- ICH GCP
- US Clinical Trials Registry
- Clinical Trial NCT05015218
Internal Jugular Vein and Spinal-induced Hypotension
Internal Jugular Vein Ultrasound for the Prediction of Spinal-induced Hypotension in Dehydrated Elderly Patients With Orthopaedic Trauma
Study Overview
Status
Conditions
Intervention / Treatment
Detailed Description
Study design; Observational
Recruitment: Preoperative anesthetic and cardiovascular evaluation by the anesthesiology department as well as the cardiology department to define patients with predetermined criteria. Patients' medical history, blood tests (e.g. blood urea and cratinine) physical examination, electrocardiogram (ECG), and X-ray assessment are performed during the pre-operative assessment, supplemented by specific exams or tests (e.g. TTE, troponin or pro-BNP levels) as per the consultant cardiologists' recommendations.
Consecutive sampling of aging patients (>70 years), who sustain trauma of the lower limb(hip fractures) undergoing an orthopedic surgical procedure (hip fracture repair) and planned spinal anesthesia. More specifically, patients included, are subjected to an orthopaedic surgical repair of a proximal femur fracture under spinal anaesthesia. All patients or their relatives provide a written consent to participate in the study.
- Inclusion criteria/initial screening: Age>70 years. Nitrogen Urea/Creatinine>20.American College of Cardiology (ACC) stage I or II.
Exclusion criteria includes severe pulmonary hypertension/tricuspid regurgitation, tachycardia (heart rate > 100 beats/min), atrial fibrillation. Additionally, all patients who has spinal anaesthesia and the maximum cephalad dermatomal extension of the sensory block is below T12 are excluded from the study. Arterial hypotension related to overt intra-operative bleeding (>150 cc) or patients requiring blood transfusion, for any reason, is not considered in the statistical analysis.

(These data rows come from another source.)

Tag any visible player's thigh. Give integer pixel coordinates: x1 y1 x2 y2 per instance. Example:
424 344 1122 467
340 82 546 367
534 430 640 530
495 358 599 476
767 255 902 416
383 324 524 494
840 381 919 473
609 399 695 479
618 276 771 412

2. Preoperative POCUS IJV ultrasonography To visualize both the right and left IJV a linear transducer with a 5-10 MHz linear probe is placed over the neck, and the IJV is measured just below the bifurcation of the sternal and clavicular heads of the muscle. The IJV measurements are performed on the transverse axis during spontaneous quiet, breathing. Patients with evidence of IJV thrombosis are excluded. IJV measurements included the maximum area at the end of expiration (IJVmax), the minimum area at the end of inspiration (IJVmin), the IJV collapsibility index (IJV-CI): [(IJVmax - IJVmin area)/IJVmax] and the ratio (R) of IJVmax-to-IJV-CI. Two examiners each performed all the measurements, generating two values; the mean of these values is used for analysis.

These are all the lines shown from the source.